General characteristics
- Type: Spiegelretourschip
- Tons burthen: 1150 tons
- Length: 45.73 m (150 ft 0 in)
- Sail plan: Full-rigged ship

= Candia (ship) =

Candia was a ship of the Dutch East India Company (Dutch: Vereenigde Oost-Indische Compagnie; VOC) which only once traveled for Asia in 1790 and never returned to the Netherlands.

==Construction==
Candia was an East Indiaman ship built for the Chamber of Rotterdam of the Dutch East India Company in 1788 in the Rotterdam shipyards, as a 1150-ton ship with a length of 45.73 m.

==History==
On 26 October 1790 the Candia left Europe from the island of Goeree for its travel to Batavia under the command of captain Dirk Dirksz Varkevisser (1758-1805), who previously had command over the VOC ship Middelwijk in 1786 and 1787. The ship left with 186 people on board.
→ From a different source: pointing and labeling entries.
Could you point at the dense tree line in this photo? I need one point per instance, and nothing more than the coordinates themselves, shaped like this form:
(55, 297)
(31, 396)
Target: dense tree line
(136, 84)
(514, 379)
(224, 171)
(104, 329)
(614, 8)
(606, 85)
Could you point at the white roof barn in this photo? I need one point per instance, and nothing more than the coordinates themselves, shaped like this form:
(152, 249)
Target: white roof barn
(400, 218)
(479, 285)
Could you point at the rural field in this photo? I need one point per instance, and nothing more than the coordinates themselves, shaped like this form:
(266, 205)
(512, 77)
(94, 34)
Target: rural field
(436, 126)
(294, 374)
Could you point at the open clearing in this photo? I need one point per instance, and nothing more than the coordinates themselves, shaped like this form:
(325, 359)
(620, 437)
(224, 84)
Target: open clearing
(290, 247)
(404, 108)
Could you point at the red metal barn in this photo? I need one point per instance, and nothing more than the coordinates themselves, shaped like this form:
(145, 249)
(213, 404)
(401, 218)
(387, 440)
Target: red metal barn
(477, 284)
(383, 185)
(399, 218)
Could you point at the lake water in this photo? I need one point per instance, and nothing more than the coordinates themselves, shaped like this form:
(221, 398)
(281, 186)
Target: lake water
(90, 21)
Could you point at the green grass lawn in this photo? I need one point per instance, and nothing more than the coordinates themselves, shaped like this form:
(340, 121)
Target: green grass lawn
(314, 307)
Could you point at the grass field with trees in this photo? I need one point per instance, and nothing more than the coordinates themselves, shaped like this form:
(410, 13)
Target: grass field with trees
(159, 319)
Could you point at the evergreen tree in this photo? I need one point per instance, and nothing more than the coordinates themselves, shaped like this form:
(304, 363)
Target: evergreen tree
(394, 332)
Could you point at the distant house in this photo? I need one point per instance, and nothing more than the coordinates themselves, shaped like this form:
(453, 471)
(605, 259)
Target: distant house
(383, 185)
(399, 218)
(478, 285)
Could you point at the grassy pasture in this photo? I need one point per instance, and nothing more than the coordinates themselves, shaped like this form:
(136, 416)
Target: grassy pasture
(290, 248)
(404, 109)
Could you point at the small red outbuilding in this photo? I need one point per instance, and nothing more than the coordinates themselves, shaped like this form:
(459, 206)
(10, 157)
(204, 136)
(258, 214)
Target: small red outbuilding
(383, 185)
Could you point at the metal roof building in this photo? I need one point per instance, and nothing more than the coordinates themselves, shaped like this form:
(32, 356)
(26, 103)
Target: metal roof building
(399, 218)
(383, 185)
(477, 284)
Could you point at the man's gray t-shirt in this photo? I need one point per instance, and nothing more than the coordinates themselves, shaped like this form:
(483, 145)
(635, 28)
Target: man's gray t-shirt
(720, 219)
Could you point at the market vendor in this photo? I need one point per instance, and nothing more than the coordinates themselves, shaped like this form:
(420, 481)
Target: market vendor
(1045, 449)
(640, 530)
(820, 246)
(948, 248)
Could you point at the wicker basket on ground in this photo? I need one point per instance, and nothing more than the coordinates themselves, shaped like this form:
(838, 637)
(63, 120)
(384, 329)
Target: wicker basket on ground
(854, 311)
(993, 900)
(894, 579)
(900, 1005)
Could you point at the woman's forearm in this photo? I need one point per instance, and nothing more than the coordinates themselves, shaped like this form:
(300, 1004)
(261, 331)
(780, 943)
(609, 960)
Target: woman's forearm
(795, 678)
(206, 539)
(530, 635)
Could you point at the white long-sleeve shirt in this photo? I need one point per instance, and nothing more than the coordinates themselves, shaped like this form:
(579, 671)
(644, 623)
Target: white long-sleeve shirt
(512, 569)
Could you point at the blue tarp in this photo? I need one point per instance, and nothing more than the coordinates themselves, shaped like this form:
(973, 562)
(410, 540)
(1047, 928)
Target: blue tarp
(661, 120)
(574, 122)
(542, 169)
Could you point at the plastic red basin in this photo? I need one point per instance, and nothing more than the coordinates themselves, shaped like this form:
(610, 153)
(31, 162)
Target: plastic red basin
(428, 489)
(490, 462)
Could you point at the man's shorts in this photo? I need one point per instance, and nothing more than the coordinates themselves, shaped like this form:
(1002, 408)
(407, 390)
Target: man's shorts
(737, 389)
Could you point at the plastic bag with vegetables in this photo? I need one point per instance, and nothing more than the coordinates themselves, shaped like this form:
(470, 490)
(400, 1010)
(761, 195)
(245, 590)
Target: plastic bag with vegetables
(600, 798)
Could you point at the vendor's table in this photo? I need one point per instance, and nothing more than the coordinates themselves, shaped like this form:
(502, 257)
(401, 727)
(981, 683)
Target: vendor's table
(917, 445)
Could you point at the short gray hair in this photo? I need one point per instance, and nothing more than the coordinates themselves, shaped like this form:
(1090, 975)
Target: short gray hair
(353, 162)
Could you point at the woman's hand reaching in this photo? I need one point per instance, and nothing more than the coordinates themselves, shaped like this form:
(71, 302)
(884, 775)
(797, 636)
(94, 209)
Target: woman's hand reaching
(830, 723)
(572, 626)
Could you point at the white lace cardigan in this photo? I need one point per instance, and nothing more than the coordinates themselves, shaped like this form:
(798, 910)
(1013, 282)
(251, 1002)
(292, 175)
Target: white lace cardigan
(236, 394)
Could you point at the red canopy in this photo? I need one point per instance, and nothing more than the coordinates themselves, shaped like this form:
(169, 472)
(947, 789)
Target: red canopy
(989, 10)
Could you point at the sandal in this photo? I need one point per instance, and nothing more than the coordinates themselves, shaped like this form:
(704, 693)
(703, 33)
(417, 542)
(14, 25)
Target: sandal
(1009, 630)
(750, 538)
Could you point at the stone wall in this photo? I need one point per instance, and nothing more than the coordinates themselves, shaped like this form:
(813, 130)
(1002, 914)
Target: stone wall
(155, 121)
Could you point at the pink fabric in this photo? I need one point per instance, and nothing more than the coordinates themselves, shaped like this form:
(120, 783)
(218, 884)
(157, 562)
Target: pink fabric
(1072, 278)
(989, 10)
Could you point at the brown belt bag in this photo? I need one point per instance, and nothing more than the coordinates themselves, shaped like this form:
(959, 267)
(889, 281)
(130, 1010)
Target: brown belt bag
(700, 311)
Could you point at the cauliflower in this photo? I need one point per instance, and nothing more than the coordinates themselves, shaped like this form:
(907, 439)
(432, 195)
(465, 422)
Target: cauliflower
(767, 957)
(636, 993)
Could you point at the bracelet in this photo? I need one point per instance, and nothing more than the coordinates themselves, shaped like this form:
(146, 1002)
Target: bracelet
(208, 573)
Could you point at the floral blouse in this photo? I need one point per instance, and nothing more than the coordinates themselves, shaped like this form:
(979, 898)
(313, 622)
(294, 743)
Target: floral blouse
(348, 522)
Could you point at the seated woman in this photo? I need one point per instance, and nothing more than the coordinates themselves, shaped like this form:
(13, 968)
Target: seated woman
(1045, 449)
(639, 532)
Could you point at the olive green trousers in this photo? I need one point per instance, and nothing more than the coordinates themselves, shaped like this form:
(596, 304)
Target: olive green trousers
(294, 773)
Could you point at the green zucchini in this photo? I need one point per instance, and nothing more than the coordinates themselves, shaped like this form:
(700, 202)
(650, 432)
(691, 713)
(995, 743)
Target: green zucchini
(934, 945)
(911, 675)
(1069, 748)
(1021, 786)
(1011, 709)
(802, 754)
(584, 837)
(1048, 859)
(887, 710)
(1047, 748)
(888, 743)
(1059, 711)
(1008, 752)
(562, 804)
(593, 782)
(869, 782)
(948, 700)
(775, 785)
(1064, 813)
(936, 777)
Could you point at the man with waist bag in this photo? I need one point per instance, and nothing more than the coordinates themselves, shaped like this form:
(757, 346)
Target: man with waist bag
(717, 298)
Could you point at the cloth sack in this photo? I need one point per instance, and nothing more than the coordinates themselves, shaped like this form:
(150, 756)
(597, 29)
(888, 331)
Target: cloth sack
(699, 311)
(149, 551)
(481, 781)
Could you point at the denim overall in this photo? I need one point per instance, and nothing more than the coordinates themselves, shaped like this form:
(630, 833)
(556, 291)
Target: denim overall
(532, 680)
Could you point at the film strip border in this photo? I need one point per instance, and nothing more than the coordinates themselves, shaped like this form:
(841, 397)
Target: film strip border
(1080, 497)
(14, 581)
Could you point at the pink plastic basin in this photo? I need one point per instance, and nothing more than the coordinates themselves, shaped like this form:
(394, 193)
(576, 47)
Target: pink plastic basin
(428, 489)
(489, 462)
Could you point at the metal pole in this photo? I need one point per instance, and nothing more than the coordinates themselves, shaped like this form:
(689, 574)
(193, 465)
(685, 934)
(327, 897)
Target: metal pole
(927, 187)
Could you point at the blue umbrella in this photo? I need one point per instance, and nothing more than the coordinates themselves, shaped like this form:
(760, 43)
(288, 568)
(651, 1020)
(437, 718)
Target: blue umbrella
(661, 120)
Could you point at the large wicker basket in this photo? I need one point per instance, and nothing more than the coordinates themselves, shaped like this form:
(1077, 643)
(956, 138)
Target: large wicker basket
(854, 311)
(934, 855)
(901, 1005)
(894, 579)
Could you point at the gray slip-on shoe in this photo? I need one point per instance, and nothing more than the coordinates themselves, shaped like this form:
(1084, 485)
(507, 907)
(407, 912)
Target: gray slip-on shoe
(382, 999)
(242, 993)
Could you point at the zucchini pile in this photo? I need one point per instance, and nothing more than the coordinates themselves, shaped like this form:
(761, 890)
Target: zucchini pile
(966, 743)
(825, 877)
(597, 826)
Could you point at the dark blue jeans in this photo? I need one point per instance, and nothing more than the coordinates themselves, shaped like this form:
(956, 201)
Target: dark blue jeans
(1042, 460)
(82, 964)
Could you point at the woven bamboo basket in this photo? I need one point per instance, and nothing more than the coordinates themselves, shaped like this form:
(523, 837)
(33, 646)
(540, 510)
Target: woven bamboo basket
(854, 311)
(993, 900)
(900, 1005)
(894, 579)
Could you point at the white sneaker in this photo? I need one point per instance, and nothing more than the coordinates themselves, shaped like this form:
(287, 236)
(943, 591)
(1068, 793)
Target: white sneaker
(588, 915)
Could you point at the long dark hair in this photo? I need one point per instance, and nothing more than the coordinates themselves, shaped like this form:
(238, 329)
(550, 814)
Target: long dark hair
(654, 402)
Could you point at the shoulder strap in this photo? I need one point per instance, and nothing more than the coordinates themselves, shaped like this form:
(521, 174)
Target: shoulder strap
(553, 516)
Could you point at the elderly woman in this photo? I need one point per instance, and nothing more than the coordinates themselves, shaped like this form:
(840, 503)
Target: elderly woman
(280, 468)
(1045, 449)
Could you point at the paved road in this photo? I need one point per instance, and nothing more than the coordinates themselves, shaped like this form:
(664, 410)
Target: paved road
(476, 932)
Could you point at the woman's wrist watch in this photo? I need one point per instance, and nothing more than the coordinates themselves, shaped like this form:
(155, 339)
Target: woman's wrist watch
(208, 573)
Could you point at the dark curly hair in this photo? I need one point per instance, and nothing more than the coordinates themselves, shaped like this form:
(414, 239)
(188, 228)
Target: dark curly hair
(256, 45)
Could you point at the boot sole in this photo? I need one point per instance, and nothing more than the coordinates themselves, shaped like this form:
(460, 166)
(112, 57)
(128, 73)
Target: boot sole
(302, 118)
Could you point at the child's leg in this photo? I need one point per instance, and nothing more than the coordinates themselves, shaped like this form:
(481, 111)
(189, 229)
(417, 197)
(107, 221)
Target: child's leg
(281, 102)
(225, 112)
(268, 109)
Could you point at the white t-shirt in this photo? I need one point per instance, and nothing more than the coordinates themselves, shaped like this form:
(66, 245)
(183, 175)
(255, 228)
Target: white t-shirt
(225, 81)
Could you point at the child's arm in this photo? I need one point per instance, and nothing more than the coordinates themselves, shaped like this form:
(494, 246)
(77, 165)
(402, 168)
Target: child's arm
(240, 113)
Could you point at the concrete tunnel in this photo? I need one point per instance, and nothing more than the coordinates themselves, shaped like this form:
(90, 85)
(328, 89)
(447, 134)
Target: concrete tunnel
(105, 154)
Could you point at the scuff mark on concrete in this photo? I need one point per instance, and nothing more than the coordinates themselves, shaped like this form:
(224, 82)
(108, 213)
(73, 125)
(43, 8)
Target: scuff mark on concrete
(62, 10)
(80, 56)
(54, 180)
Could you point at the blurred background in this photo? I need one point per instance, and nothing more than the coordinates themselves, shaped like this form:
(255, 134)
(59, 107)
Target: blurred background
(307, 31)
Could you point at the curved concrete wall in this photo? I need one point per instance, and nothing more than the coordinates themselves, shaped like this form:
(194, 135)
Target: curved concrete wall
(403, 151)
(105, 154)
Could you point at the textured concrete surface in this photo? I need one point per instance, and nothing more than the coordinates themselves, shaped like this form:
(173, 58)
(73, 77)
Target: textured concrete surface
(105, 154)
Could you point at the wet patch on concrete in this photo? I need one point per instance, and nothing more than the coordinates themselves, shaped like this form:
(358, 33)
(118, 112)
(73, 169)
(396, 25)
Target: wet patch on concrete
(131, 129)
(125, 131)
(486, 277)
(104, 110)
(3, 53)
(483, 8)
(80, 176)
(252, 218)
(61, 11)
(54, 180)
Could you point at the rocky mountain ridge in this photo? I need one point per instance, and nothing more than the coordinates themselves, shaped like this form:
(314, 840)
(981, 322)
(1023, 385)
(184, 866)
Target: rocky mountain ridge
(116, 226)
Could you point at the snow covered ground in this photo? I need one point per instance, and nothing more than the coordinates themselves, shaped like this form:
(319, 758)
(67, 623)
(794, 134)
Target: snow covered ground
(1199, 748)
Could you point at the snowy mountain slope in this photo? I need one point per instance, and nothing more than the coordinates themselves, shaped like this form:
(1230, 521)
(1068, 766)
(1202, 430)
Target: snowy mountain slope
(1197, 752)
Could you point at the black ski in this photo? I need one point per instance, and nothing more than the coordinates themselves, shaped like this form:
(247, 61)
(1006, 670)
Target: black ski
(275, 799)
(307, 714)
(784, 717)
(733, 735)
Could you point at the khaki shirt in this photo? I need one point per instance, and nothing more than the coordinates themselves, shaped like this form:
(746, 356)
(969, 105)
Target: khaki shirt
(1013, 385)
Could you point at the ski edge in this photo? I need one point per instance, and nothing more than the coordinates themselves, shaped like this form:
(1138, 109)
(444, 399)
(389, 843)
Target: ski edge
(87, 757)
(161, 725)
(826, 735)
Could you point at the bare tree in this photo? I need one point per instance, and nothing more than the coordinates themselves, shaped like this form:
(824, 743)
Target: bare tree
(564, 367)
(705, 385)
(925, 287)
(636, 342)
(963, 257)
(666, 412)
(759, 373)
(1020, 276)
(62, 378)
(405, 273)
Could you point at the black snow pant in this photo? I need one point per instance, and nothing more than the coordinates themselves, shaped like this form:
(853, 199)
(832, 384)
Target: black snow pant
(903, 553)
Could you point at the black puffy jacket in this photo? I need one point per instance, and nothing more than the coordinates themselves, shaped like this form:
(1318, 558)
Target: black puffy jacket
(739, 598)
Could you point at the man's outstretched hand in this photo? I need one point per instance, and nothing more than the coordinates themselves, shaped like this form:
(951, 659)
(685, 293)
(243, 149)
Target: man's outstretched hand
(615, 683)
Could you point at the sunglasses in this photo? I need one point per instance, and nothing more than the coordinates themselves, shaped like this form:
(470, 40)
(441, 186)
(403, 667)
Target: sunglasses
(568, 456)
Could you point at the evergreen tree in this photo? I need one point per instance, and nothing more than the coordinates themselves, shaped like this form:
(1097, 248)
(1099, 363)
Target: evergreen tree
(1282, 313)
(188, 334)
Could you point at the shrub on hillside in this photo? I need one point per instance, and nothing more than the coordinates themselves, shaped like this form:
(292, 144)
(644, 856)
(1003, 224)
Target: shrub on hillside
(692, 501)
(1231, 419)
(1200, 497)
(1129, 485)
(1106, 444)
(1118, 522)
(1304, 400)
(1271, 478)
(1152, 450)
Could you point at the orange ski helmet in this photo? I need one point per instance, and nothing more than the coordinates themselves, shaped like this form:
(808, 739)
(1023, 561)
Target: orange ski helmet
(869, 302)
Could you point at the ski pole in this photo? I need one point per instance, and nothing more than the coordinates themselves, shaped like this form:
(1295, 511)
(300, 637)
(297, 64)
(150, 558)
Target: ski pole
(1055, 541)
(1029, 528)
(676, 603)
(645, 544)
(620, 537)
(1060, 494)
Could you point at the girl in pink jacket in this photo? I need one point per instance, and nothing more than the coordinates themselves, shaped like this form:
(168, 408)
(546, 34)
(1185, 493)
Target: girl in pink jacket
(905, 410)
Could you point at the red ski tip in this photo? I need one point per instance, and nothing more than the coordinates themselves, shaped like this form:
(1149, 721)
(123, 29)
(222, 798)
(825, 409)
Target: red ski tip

It arrived for a stop at Cape Town on 13 February 1791, disembarking 20 persons. On the passage to Cape Town 3 persons had perished. Departing on 23 March 1791, it finally arrived in Batavia on 15 June 1791, where it was sold in 1796 and broken up.

==Visible remainder==
The Dutch maritime painter Gerrit Groenewegen (1754-1826) created a depiction of the Candia in 1789, while still in Dutch waters near Rotterdam, giving a good impression of the appearance of the Dutch Spiegelretourschip in those days.

==Citations==
- Bruijn, Jaap R. (2011). "Commanders of Dutch East India ships in the eighteenth century"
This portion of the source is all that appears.